CH ₃ —CF ₂ —CCl ₃ →CH ₃ —CF=CCl ₂ (1)
CFH ₂ —CF ₂ —CCl ₃ →CFH ₂ —CF=CCl ₂ (2)
CF ₂ H--CF ₂ --CCl ₃ →CF ₂ H--CF=CCl ₂ (3)
CF ₃ —CF ₂ —CCl ₃ →CF ₃ —CF=CCl ₂ (4)
CH ₃ —CF ₂ —CCl ₂ H → CH ₃ —CF=CClH (5)
CFH ₂ —CF ₂ —CCl ₂ H → CFH ₂ —CF=CClH (6)
CF ₂ H--CF ₂ --CCl ₂ H → CF ₂ H--CF=CClH (7)
CF ₃ —CF ₂ —CCl ₂ H→CF ₃ —CF=CClH (8)
CH ₃ —CF ₂ —CCl ₂ F→CH ₃ —CF=CClF (9)
CFH ₂ —CF ₂ —CCl ₂ F → CFH ₂ —CF=CClF (10)
CF ₂ H--CF ₂ --CCl ₂ F → CF ₂ H--CF=CClF (11)
CF ₃ —CF ₂ —CCl ₂ F → CF ₃ —CF=CClF (12)
CH ₃ —CF ₂ —CClFH → CH ₃ —CF=CFH (13)
CFH ₂ -CF ₂ -CClFH → CFH ₂ -CF=CFH (14)
CF ₂ H--CF ₂ --CClFH → CF ₂ H--CF=CFH (15)
CF ₃ -CF ₂ -CClFH → CF ₃ -CF=CFH (16)
CH ₃ —CF ₂ —CClF ₂ →CH ₃ —CF=CF ₂ (17)
CFH ₂ —CF ₂ —CClF ₂ →CFH ₂ —CF=CF ₂ (18) The fluorine-containing chlorine-containing propane is 3,3-dichloro-1,1,1,2,2-pentafluoropropane, and the fluorine-containing propene is 1-chloro-2,3,3,3-tetrafluoropropene.

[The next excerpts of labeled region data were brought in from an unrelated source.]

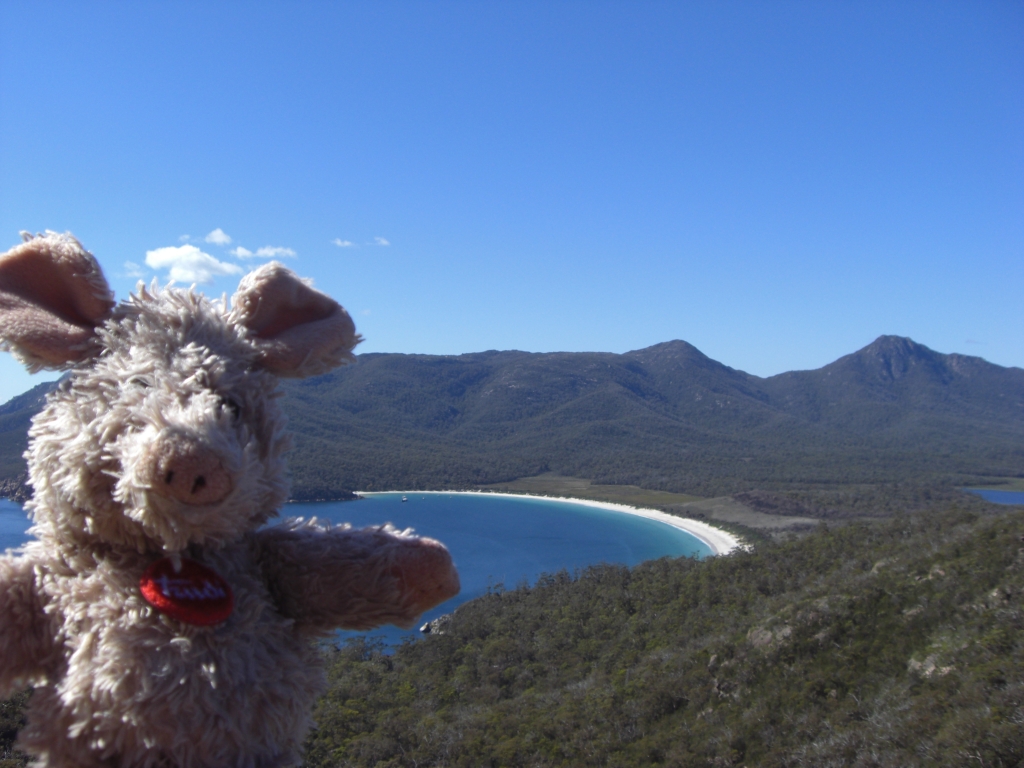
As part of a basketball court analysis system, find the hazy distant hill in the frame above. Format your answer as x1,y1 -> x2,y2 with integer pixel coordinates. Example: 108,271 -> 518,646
0,336 -> 1024,498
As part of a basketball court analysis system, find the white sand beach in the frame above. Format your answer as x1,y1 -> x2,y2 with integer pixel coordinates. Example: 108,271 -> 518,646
356,490 -> 745,555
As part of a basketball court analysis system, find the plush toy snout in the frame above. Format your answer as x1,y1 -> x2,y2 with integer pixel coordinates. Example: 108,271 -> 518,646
141,434 -> 234,507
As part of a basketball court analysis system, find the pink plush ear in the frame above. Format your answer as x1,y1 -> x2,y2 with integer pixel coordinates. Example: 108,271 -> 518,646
0,231 -> 114,373
231,261 -> 361,378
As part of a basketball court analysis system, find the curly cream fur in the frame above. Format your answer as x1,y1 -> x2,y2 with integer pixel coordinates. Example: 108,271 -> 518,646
0,236 -> 458,768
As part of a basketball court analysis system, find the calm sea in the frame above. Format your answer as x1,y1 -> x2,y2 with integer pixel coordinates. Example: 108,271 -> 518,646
0,494 -> 712,643
964,488 -> 1024,505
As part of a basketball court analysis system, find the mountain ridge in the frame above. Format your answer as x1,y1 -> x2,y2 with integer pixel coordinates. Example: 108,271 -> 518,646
0,336 -> 1024,499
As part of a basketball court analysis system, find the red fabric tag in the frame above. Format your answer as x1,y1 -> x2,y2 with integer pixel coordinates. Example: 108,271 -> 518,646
138,557 -> 234,627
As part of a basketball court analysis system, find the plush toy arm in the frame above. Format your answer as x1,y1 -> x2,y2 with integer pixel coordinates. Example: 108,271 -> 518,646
0,555 -> 53,698
254,519 -> 459,631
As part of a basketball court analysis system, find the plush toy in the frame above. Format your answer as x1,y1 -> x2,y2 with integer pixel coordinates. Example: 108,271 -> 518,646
0,232 -> 459,768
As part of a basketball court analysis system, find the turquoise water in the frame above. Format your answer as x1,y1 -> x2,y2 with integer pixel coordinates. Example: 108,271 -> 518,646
0,494 -> 713,643
964,488 -> 1024,505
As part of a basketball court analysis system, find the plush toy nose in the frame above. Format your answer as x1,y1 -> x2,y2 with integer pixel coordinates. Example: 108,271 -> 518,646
148,436 -> 234,507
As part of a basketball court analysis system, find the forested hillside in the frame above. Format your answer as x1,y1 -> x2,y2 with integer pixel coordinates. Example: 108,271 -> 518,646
306,509 -> 1024,768
276,337 -> 1024,498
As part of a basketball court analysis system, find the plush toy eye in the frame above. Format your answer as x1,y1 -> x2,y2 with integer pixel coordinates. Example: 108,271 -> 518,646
217,395 -> 242,421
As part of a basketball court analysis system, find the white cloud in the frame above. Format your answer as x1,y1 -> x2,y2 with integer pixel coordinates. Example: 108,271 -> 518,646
256,246 -> 298,259
204,226 -> 231,246
145,246 -> 245,284
125,261 -> 145,278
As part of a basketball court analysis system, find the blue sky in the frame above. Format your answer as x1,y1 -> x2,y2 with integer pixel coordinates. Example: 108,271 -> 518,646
0,0 -> 1024,401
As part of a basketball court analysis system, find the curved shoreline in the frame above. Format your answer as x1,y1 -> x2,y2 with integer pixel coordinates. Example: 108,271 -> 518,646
355,490 -> 745,556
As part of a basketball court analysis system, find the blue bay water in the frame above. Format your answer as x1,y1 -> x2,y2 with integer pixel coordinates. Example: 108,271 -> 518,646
964,488 -> 1024,505
0,493 -> 712,643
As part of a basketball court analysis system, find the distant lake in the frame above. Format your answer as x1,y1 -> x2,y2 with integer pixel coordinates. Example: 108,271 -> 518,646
0,493 -> 713,643
964,488 -> 1024,505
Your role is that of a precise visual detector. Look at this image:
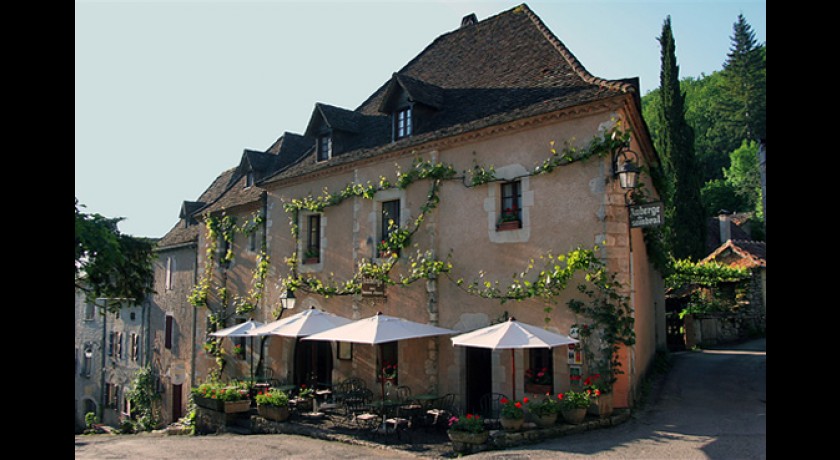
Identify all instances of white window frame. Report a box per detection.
[165,256,176,291]
[83,302,96,321]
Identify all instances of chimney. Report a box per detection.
[718,209,732,244]
[461,13,478,28]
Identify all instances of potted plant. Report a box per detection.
[499,397,528,431]
[583,374,613,417]
[296,383,315,413]
[192,382,251,414]
[496,208,520,230]
[255,389,289,422]
[557,390,592,425]
[528,394,560,427]
[446,414,490,452]
[525,367,553,395]
[303,247,321,265]
[382,362,397,384]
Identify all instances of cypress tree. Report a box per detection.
[656,16,706,260]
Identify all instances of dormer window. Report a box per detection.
[317,134,332,161]
[394,106,412,140]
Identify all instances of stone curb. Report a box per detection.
[251,410,631,455]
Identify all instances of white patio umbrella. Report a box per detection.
[302,312,458,430]
[210,318,263,380]
[249,305,353,392]
[452,317,578,399]
[249,306,353,337]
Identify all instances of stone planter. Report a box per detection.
[257,404,289,422]
[525,383,552,395]
[446,430,490,454]
[499,417,525,431]
[536,412,557,428]
[193,395,251,414]
[446,430,490,444]
[560,407,587,425]
[496,220,519,232]
[587,393,613,418]
[224,399,251,414]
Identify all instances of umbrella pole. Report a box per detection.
[510,348,516,401]
[376,344,388,434]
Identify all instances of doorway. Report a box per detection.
[293,338,333,386]
[172,385,183,422]
[464,347,493,414]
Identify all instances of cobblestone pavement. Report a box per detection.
[75,339,767,460]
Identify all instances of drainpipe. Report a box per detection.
[99,299,108,423]
[190,244,200,387]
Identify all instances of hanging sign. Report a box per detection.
[628,202,664,228]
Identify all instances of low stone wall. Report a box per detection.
[685,314,762,348]
[195,406,249,434]
[453,409,630,454]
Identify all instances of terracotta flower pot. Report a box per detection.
[537,412,557,428]
[499,417,525,431]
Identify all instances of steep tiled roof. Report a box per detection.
[706,214,752,253]
[268,4,637,181]
[157,168,236,249]
[702,240,767,268]
[379,73,444,114]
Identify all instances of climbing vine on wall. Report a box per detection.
[187,213,270,380]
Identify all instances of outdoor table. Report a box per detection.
[411,393,443,409]
[369,399,405,434]
[273,385,297,393]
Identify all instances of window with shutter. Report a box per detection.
[163,315,175,350]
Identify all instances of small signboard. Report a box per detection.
[362,278,385,297]
[629,202,664,228]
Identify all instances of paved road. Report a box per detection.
[75,339,767,460]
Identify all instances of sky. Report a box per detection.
[75,0,767,238]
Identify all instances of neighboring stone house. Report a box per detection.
[75,290,149,429]
[701,211,767,333]
[153,1,665,416]
[74,289,103,432]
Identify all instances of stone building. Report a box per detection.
[75,290,150,430]
[152,5,665,418]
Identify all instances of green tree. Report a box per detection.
[656,16,706,259]
[723,139,761,211]
[719,14,767,142]
[75,198,154,308]
[701,140,762,218]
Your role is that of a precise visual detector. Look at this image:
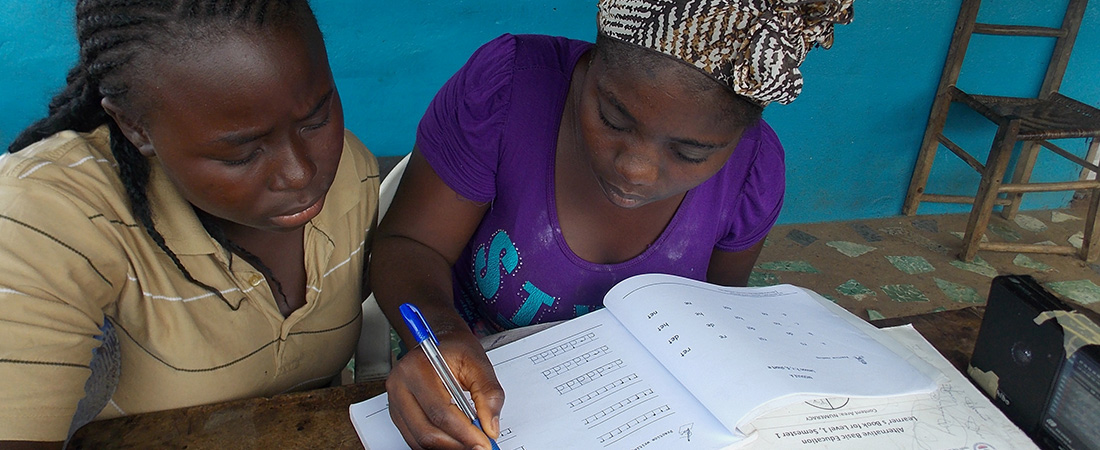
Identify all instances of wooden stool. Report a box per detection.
[903,0,1100,261]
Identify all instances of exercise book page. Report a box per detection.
[604,274,936,429]
[351,309,744,450]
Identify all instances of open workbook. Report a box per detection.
[350,274,937,450]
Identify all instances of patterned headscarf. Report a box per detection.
[598,0,853,106]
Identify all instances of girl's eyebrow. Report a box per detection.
[301,88,336,120]
[596,83,729,150]
[596,83,637,122]
[211,89,336,146]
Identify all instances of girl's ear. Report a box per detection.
[100,98,156,157]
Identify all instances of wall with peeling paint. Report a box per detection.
[0,0,1100,223]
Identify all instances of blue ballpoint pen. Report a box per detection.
[399,304,501,450]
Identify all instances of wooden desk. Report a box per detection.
[70,307,985,449]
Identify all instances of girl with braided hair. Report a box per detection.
[0,0,378,448]
[371,0,851,448]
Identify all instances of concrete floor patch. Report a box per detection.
[1046,279,1100,305]
[933,278,986,304]
[988,222,1021,242]
[1051,211,1081,223]
[757,261,821,274]
[1012,253,1054,272]
[887,256,936,275]
[851,223,882,242]
[825,241,878,257]
[787,229,817,246]
[879,227,950,254]
[836,279,878,301]
[1066,231,1085,249]
[1012,215,1046,233]
[882,284,928,303]
[950,256,998,278]
[912,219,939,233]
[748,271,779,287]
[947,231,989,242]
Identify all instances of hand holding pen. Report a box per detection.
[387,304,503,450]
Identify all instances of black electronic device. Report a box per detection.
[968,275,1100,450]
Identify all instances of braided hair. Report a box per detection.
[8,0,316,310]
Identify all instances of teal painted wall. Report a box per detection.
[0,0,1100,223]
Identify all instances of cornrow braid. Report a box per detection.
[8,0,316,310]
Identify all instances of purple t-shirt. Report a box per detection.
[417,34,784,331]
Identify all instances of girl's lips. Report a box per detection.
[272,192,326,228]
[602,182,644,208]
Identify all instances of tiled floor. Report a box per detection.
[751,195,1100,319]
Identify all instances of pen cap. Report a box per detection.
[398,304,439,345]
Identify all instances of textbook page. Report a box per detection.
[350,309,744,450]
[604,274,936,430]
[750,326,1036,450]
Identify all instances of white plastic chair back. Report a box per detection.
[355,155,410,383]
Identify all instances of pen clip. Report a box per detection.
[398,304,439,345]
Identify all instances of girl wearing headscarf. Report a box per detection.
[370,0,851,448]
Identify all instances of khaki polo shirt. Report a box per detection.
[0,128,378,441]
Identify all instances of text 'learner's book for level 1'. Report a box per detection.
[350,274,937,450]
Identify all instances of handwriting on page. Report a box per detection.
[502,323,690,447]
[646,300,866,380]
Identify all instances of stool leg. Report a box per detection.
[1001,141,1040,220]
[1080,189,1100,263]
[902,89,952,216]
[1077,138,1100,182]
[959,120,1020,261]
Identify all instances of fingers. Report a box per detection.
[470,358,504,439]
[386,341,503,449]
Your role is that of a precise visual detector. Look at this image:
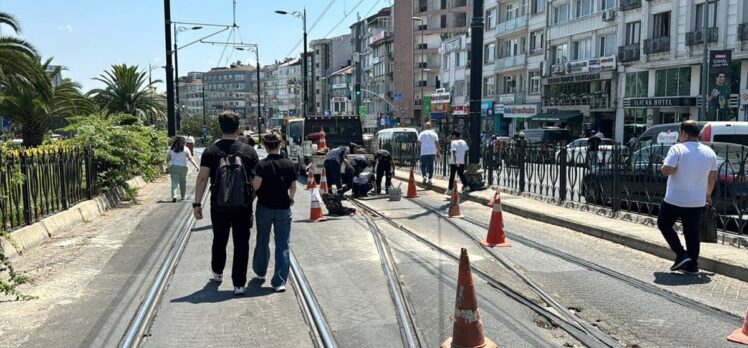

A manufacturing method according to claim 1. The production method according to claim 1, wherein the fluorine-containing chlorine-containing propane is 1-chloro-1,1,2,2-tetrafluoropropane, and the fluorine-containing propene is 1,1,2-trifluoropropene. 2. The fluorine-containing chlorine-containing propane according to claim 1, wherein the fluorine-containing chlorine-containing propane is 1-chloro-1,1,2,2,3-pentafluoropropane, and the fluorine-containing propene is 1,1,2,3-tetrafluoropropene. manufacturing method. The production method according to any one of claims 1 to 4 , wherein the reducing agent is a reducing agent activated by an activating agent. The production method according to any one of claims 1 to 5 , wherein the reducing agent is a powder having a particle size _D50 of 0.05 to 1000 µm. The production method according to any one of claims 1 to 6, wherein the fluorine-containing chlorine-containing propane is subjected to a defluorination-dechlorination reaction in a liquid phase. 8. The production method according to claim 7 , wherein the liquid phase contains a solvent that dissolves the fluorine-containing chlorine-containing propane. The solvent includes methanol, ethanol, 1-propanol, 2-propanol, 1-butanol, 2-butanol, t-butyl alcohol, 1-pentanol, 1-hexanol, N,N-dimethylformamide, acetonitrile, acetone, methyl ethyl ketone. 9. The production method according to claim 8 , comprising at least one selected from the group consisting of , diethyl ketone, and tetrahydrofuran. The production method according to any one of claims 1 to 9 , wherein the reducing agent is used in a ratio of 0.6 to 3.0 mol per 1.0 mol of the fluorine-containing chlorine-containing propane. The production method according to any one of claims 1 to 10 , wherein the defluorination dechlorination reaction is carried out in the presence of a catalyst containing copper halide. The production method according to claim 11 , wherein 1 to 50 mol of the catalyst containing the copper halide is used with respect to 1 mol of the fluorine-containing chlorine-containing propane. The production method according to any one of claims 1 to 12 , wherein the reaction temperature for the defluorination/dechlorination reaction is 0 to 250°C.